The 5-for-1st, 4-for-2nd, etc. scoring system based on placing tables has the points too close together and doesn't reflect scale or weight in any way. We actually had people veto that very scoring system in the past. Without scale, lackluster performers can actually come ahead of where they should be. The best examples are tests in which 1st and 2nd are far ahead of 3rd, 4th and 5th. Under that point system, the third place finisher still achieves 3 points, even though the actual scale of victory puts it FAR behind. This potentially allows poor performers to coast into higher final scores. Without weight, we're back to allowing whoever can win all the tests in a single test-heavy category to gain an unfair advantage. All of this was discussed after WBGP1&2, and the general consensus was that the 5-1, 4-2, etc. point system is just too simplistic at best, and completely morphs the outcomes at worst. We had many other suggestions for a scoring system, but most were unfathomably complicated, based on completely subjective weighting standards, or too rigid (they simply wouldn't work out because we are always expanding/tweaking the test suite).

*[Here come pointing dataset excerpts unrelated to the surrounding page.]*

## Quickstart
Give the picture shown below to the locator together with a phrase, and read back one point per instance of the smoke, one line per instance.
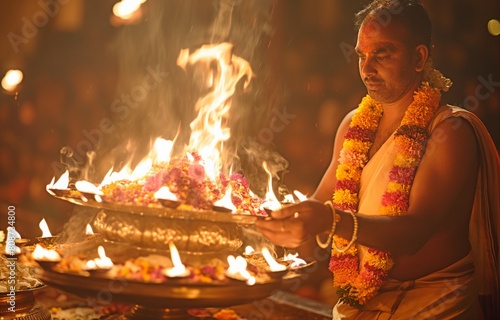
(156, 98)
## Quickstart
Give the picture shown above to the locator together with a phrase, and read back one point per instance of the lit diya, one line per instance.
(46, 258)
(47, 239)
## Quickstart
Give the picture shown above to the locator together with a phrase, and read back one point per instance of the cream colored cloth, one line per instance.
(450, 293)
(425, 293)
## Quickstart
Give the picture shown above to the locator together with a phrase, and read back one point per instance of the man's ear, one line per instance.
(421, 55)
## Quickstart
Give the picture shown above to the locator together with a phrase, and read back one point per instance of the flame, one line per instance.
(296, 261)
(165, 193)
(223, 72)
(40, 253)
(160, 153)
(85, 186)
(226, 201)
(11, 79)
(45, 229)
(103, 262)
(238, 269)
(61, 184)
(88, 230)
(273, 264)
(125, 9)
(270, 201)
(179, 270)
(249, 250)
(300, 195)
(10, 247)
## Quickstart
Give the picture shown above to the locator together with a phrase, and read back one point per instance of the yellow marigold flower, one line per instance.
(376, 261)
(357, 146)
(345, 197)
(396, 186)
(346, 172)
(390, 210)
(405, 162)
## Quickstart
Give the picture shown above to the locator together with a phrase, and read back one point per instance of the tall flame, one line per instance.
(209, 129)
(45, 228)
(273, 264)
(178, 270)
(270, 202)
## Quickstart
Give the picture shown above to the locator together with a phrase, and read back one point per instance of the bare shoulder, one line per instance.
(454, 137)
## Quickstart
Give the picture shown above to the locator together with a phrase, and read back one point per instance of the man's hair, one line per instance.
(410, 14)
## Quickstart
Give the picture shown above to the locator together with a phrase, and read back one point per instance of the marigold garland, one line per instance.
(358, 281)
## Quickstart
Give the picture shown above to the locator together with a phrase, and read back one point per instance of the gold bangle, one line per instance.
(321, 244)
(354, 235)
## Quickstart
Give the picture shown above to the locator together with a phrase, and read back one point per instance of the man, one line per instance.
(415, 212)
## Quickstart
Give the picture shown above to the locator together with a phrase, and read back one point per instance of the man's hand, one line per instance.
(293, 225)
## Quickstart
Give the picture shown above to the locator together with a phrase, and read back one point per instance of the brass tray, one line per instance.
(84, 199)
(174, 293)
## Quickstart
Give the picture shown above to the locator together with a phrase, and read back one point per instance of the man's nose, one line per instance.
(368, 67)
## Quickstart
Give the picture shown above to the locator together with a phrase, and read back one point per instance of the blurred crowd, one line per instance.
(71, 74)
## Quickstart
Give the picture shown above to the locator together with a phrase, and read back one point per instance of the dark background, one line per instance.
(71, 74)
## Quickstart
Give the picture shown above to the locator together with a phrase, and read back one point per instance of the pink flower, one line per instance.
(196, 172)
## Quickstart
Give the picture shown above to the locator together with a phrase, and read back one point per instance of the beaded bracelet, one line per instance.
(354, 235)
(336, 218)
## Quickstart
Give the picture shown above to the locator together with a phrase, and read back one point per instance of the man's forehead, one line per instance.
(373, 36)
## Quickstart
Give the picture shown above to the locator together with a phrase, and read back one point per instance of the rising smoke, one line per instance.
(165, 108)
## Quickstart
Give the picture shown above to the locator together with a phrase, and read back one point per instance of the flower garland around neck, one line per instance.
(356, 283)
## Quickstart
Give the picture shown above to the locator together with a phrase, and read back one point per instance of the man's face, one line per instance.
(386, 63)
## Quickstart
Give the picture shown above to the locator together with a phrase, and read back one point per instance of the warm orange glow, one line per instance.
(238, 269)
(273, 264)
(61, 184)
(160, 153)
(222, 71)
(85, 186)
(226, 201)
(125, 9)
(249, 250)
(296, 261)
(88, 230)
(103, 262)
(178, 270)
(40, 253)
(11, 79)
(270, 202)
(165, 193)
(45, 229)
(300, 195)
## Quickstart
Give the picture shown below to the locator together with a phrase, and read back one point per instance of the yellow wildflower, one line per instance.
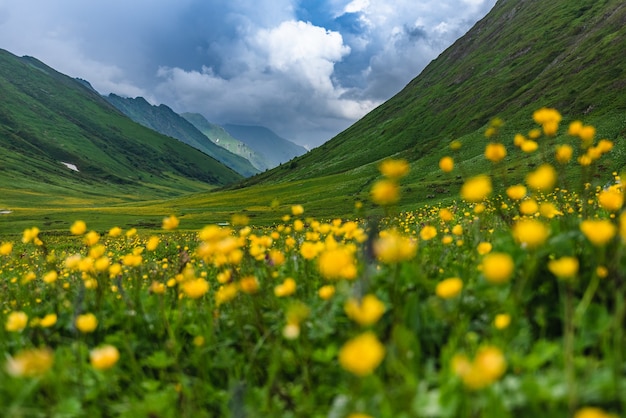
(394, 169)
(446, 164)
(362, 354)
(495, 152)
(516, 192)
(337, 263)
(449, 288)
(502, 321)
(498, 267)
(86, 323)
(170, 223)
(564, 153)
(104, 357)
(16, 321)
(385, 192)
(366, 312)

That said, I would love to have an accurate and holistic numerical scoring system and I'd be into looking at it again now that the WBGP has grown up a bit. Just remember that the WBGP is always evolving, so any system which hinges on the current test line-up remaining the same, will not work. And I don't just mean new tests, I mean new areas of testing beyond performance, efficiency, and conformance. When the WBGP started it was strictly for performance, we added efficiency and conformance later on, and there is more to look at still - clearly there is a demand for other areas to be included such as security, feature set, UI efficieny, etc. If anyone has a suggestion for somehow to take all those aspects and benchmarks (which use differing measurements and scoring scales) and formulate a mathematical way of achieving an aggregate numerical score which properly reflects scale and weight and is expandable for the future, you've got my undivided attention. If it can be made to work properly, it would be killer - email me at aovera AT bestofmedia.com if you have an idea.
But so far the best way to summarize all those 30+ benchmark results is to display an unmolested placing table and juxtapose it against the Winner/Strong/Weak chart. This way does, however, place the emphasis on 1st place victories and 'Winner' as the key deciding factor, which is where I think you and some others have the issue. But keep in mind that in the end we are declaring a winner of a race. Even in a photo-finish, whether the difference comes down to 32 centimeters, 32 milliseconds or 32 FPS, somebody crosses the finish line first, and this way still allows us to see that clearly.
PS - The hypothetical situation you describe does not apply here. To put this in perspective, in order to win WBGP3 IE9 came in first significantly more times than Chrome did to win WBGP1, or Opera to win WBGP2. With the updated benchmark suite which fleshes out areas such as CSS performance, HTML5 hardware accel, and WebGL, IE9's WBGP4 win is now on par with the proportion of Chrome and Opera's previous wins. Also, in this case, IE9 has the most wins and least losses in both the performance and total placing tables.